Weltweit werden jährlich ca. 1,6 Milliarden Tonnen Lebensmittel weggeworfen. Das ist das dreifache Gewicht der Weltbevölkerung und eine Verschwendung, die wir uns auch aus klimagründen eigentlich nicht leisten können. Gleichzeitig ist unsere Ernährung ein wichtiger Teil von uns. Der erste Kaffee am Morgen oder das gemütliche Glas Bier oder Wein mit Freunden sind Glücksmomente, die viele nicht missen wollen.
Wir haben deshalb unser „Regiogradable“ entwickelt. Das Spritzguss- und Extrusionsmaterial basiert auf einem Blend aus Biokunststoffen und organischen Reststoffen und ist kompostierbar. Das sieht nicht nur gut aus, sondern senkt gleichzeitig auch den ökologischen Fußabdruck und kann noch besser kompostiert werden. Genutzt werden können Reststoffe der Lebensmittelindustrie aber auch andere Sekundärbiomasse wie Grasschnitt, Holzabfälle oder Textilien. Stehen Reststoff und Produkt in einem Zusammenhang, erzählt der Regiogradable-Kunststoff ganz plastisch die Geschichte des Produkts. So zum Beispiel z. B. Traubentrester in Schalen für Obstverpackungen, Getreidespelzen in der Brotkiste, oder ausgekochte Blüten im Handcremetiegel. Wir bringen also maximale Nachhaltigkeit mit einer tollen Optik und einer einzigartigen Story für jedes Produkt zusammen.
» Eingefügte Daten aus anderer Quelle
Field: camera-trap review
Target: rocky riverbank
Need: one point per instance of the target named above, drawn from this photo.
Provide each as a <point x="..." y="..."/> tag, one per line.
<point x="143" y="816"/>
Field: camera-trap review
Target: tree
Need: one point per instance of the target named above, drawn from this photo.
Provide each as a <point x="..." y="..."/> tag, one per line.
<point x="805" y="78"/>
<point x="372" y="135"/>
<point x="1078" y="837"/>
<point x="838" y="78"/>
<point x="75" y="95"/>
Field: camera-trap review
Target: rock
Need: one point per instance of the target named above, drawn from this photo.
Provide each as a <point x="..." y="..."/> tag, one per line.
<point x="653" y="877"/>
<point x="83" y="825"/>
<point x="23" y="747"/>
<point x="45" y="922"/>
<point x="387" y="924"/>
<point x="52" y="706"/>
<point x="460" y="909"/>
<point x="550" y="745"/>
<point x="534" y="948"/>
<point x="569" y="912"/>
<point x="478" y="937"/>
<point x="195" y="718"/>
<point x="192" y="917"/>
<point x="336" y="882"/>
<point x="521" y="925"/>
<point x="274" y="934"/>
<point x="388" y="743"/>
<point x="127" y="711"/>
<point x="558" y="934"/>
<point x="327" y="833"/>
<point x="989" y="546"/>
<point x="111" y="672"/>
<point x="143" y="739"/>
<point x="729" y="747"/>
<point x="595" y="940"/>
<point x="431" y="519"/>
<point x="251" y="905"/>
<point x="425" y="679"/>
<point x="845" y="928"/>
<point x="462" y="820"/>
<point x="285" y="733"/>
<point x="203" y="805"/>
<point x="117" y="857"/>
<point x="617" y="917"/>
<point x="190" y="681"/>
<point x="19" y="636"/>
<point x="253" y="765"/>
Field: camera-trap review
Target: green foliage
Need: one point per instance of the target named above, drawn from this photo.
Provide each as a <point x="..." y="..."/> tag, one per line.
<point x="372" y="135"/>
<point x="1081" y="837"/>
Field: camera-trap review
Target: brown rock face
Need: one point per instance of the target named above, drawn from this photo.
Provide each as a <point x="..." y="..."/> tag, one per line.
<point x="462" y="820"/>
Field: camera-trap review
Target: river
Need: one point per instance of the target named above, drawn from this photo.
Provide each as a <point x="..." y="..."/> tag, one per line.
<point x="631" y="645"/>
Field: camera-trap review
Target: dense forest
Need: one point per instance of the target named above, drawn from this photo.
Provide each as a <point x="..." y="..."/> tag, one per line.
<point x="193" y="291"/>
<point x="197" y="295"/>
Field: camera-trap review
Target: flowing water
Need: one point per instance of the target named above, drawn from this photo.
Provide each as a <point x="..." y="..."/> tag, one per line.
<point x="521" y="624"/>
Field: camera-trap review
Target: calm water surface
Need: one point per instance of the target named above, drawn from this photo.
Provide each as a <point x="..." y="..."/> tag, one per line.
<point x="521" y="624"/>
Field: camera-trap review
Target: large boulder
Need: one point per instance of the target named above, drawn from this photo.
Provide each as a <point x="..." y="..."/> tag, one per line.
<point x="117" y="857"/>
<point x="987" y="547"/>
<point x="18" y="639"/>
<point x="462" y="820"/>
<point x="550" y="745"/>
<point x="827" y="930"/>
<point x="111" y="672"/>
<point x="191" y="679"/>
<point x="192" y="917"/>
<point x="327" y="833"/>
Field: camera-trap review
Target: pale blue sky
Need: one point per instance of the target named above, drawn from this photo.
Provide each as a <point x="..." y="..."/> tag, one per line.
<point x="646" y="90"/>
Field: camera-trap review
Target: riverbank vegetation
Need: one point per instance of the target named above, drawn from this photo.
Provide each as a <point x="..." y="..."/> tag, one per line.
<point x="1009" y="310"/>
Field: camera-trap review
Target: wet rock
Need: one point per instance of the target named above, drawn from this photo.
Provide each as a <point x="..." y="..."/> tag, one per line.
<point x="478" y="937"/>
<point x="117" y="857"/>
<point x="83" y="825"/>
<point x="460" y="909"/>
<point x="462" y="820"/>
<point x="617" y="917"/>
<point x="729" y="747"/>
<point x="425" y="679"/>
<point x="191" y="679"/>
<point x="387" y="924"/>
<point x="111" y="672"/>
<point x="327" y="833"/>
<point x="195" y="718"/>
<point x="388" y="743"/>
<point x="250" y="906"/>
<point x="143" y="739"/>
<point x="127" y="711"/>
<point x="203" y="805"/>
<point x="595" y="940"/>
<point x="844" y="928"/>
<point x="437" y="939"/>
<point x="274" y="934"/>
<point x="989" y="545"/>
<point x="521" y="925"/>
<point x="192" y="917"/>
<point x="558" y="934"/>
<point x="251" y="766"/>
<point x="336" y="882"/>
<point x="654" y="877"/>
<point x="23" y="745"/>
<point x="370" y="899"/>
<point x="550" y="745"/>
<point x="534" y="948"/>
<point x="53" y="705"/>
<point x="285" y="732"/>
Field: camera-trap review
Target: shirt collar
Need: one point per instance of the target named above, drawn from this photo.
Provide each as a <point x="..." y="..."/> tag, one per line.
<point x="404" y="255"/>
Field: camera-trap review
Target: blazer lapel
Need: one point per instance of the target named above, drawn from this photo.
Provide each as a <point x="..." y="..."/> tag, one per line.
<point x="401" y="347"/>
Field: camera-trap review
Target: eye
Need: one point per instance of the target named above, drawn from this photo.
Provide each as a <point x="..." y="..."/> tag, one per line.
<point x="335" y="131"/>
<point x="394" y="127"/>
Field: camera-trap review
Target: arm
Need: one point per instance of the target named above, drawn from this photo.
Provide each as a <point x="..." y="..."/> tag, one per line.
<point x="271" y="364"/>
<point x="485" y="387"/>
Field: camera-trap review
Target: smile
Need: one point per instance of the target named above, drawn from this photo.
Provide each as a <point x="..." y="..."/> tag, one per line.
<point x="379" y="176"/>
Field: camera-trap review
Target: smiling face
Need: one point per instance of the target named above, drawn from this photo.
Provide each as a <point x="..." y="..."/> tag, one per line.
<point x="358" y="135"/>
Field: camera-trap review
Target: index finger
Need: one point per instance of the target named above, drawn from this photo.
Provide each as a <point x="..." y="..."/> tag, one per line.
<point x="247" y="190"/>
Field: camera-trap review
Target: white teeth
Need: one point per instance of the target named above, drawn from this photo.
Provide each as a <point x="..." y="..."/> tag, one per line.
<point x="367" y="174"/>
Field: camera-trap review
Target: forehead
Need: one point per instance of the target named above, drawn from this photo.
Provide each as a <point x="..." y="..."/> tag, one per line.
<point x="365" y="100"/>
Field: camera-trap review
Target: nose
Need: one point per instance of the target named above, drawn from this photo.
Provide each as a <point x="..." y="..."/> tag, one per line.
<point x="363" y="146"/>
Neben den Regiogradables entwickeln wir gerade biologisch abbaubare Flaschen, Lebensmittelverpackungen und ein antimikrobielles Additiv – ebenfalls biobasiert und vollständig abbaubar.
Mit dem Blick in die Zukunft – wo sehen Sie BIOVOX in ein paar Jahren? Was ist die langfristige Vision und welche Herausforderungen müssen auf diesem Weg überwunden werden?
Wir wollen medizinische Implantate zur Behandlung von Knochenbrüchen aus einem eigenen, hochfesten Bio-Verbundwerkstoff entwickeln. Die könnten allein in Deutschland pro Jahr bis zu 180.000 Operationen überflüssig machen, weil sich der Kunststoff im Körper abbaut und die Implantate nicht wieder entnommen werden müssen. Das reduziert medizinische Risiken und spart den Krankenkassen eine Menge Geld. Derzeit erproben wir die Materialien zusammen mit einer Uniklinik. Bis zum fertigen Implantat haben wir aber noch ein gutes Stück Weg vor uns, für das wir erfahrene Partner suchen.
Carmen Rommel hat Maschinenbau mit Fokus auf umweltfreundliche Produktenwicklung und Produktion an der TU Darmstadt studiert. Sie ist Co-Gründerin und bei BIOVOX für das Supply-Chain-Management, Qualitätsmanagement und Nachhaltigkeit verantwortlich.